According to RT, on June 23, Russian President Putin stated during an online meeting with members of the Russian government: "As the situation on the front lines in Ukraine deteriorated sharply, it has begun adopting tactics of attacking our civilian facilities and civil infrastructure."

Putin pointed out that Kyiv is attempting to create favorable conditions for resuming stalled negotiations by targeting locations within Russia, aiming to provoke an energy supply crisis in Russia and disrupt the tourist season.

Meanwhile, Putin confirmed that Russia is ready to engage in peace talks with Ukraine, basing the negotiations on the consensus reached during the spring 2022 Istanbul talks and the framework formed during the Anchorage consultations, while taking into account the current ground realities.

The negotiation basis proposed by Putin includes three key elements: the 2022 Istanbul Agreement, the 2024 Foreign Ministry Principles, and the 2025 Anchorage Consultation Model. These form Russia’s non-negotiable minimum demands. In particular, the “Anchorage Consultation Model,” as revealed by senior Russian officials, centers on Ukraine’s complete withdrawal of its armed forces from the Donbas region, recognition of Russia’s control over areas such as Zaporizhzhia and Kherson, and a commitment never to join NATO. Through this stance, Russia aims to establish the current de facto battlefield lines—i.e., the “ground reality”—as unchangeable prerequisites for negotiations, demanding that Ukraine abandon any intention to join NATO entirely.

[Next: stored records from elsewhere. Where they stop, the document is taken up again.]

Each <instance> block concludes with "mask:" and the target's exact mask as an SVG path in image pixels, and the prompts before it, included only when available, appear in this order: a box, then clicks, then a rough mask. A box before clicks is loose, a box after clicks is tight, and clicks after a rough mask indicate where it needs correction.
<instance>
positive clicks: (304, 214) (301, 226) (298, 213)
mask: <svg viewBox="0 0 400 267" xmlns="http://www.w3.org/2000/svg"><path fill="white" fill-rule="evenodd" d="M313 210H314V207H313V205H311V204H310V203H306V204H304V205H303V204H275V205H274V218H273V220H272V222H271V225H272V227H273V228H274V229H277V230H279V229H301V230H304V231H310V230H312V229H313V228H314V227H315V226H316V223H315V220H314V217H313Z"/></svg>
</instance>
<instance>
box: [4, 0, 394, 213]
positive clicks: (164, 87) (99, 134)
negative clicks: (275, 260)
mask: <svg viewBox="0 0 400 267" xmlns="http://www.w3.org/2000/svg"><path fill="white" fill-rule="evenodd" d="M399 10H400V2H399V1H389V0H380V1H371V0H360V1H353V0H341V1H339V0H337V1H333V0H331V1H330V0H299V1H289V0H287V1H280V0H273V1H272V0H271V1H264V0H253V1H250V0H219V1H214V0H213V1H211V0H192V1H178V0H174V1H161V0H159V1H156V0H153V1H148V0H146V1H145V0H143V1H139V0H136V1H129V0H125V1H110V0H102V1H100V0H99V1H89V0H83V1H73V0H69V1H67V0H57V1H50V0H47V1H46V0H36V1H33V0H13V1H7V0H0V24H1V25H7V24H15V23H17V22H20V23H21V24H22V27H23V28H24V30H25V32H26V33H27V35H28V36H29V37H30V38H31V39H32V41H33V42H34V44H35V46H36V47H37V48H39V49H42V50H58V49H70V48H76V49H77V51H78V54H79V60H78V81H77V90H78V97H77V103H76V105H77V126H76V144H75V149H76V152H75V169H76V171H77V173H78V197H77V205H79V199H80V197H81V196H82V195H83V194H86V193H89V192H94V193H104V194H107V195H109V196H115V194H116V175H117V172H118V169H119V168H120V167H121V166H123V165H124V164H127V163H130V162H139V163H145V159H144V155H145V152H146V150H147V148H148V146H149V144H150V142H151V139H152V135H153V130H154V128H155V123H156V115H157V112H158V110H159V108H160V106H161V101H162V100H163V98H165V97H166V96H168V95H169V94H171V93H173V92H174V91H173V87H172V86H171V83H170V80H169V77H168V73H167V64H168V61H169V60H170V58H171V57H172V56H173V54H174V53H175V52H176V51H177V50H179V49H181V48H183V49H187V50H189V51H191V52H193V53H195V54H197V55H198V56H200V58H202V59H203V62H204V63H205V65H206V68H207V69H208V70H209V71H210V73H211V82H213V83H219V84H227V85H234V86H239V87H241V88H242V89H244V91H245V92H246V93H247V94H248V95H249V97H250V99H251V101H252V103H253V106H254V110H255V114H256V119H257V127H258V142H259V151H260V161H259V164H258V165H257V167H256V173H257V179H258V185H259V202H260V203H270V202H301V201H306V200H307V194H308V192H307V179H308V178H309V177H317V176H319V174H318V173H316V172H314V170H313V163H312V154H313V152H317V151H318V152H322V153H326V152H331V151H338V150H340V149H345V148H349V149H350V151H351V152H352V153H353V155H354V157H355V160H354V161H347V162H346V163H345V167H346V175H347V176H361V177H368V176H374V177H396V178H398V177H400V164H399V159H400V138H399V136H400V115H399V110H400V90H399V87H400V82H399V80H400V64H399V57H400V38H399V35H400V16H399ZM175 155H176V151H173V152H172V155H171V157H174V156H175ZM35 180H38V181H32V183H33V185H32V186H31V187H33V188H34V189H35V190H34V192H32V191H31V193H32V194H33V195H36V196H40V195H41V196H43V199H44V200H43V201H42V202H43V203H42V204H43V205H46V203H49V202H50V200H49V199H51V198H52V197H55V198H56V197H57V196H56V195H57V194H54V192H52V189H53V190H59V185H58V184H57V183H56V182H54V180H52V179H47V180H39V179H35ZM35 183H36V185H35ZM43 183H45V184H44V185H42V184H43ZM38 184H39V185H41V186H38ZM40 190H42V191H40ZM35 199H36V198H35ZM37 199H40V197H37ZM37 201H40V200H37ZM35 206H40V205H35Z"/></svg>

Putin explicitly stated that Kyiv’s current tactics involve attacking targets inside Russia to gain leverage in negotiations. This assessment closely aligns with recent developments on the battlefield. Since June 2026, Ukrainian forces have launched intensive drone and missile strikes against energy facilities, oil refineries, and logistical hubs inside Russia, with the strategic intent of achieving “strategic paralysis” of Russian logistics, thereby weakening its sustained combat capability and forcing concessions from Russia at the negotiating table. Putin’s statement effectively reveals the core contradiction in the current Russo-Ukrainian standoff: both sides are defining “negotiation terms” in their own ways.

Putin’s remarks clearly delineate Russia’s benchmark for negotiations: Russia does not seek a temporary ceasefire agreement, but rather a durable treaty capable of fully eliminating security threats to its territory and establishing clear geopolitical boundaries. However, Ukraine’s recent joint proposal with Britain, France, and Germany for a ceasefire—which calls for basing the ceasefire line on the current contact line while preserving Ukraine’s right to join NATO—reveals a fundamental clash over territorial sovereignty and NATO membership. This divergence means that both sides fundamentally understand “negotiations” in completely opposite ways.

Putin’s speech on June 23 serves as a firm response to the escalating military pressure from Ukraine, especially the repeated attacks on Russian rear areas. By reiterating the “Anchorage Consensus” and the “Istanbul Agreement,” Russia seeks to secure diplomatic and public opinion advantages, framing Ukraine’s military strikes as attempts to undermine negotiations. Nevertheless, given Ukraine’s continued use of drones to conduct cross-border attacks on Russian territory, and the significant disagreements between the U.S. and Russia on issues such as prisoner exchanges and territorial-for-ceasefire trade-offs, this unilateral “opening offer” is unlikely to elicit substantial responses from Ukraine. The prospects for reaching a genuine peace agreement in the near term remain extremely dim.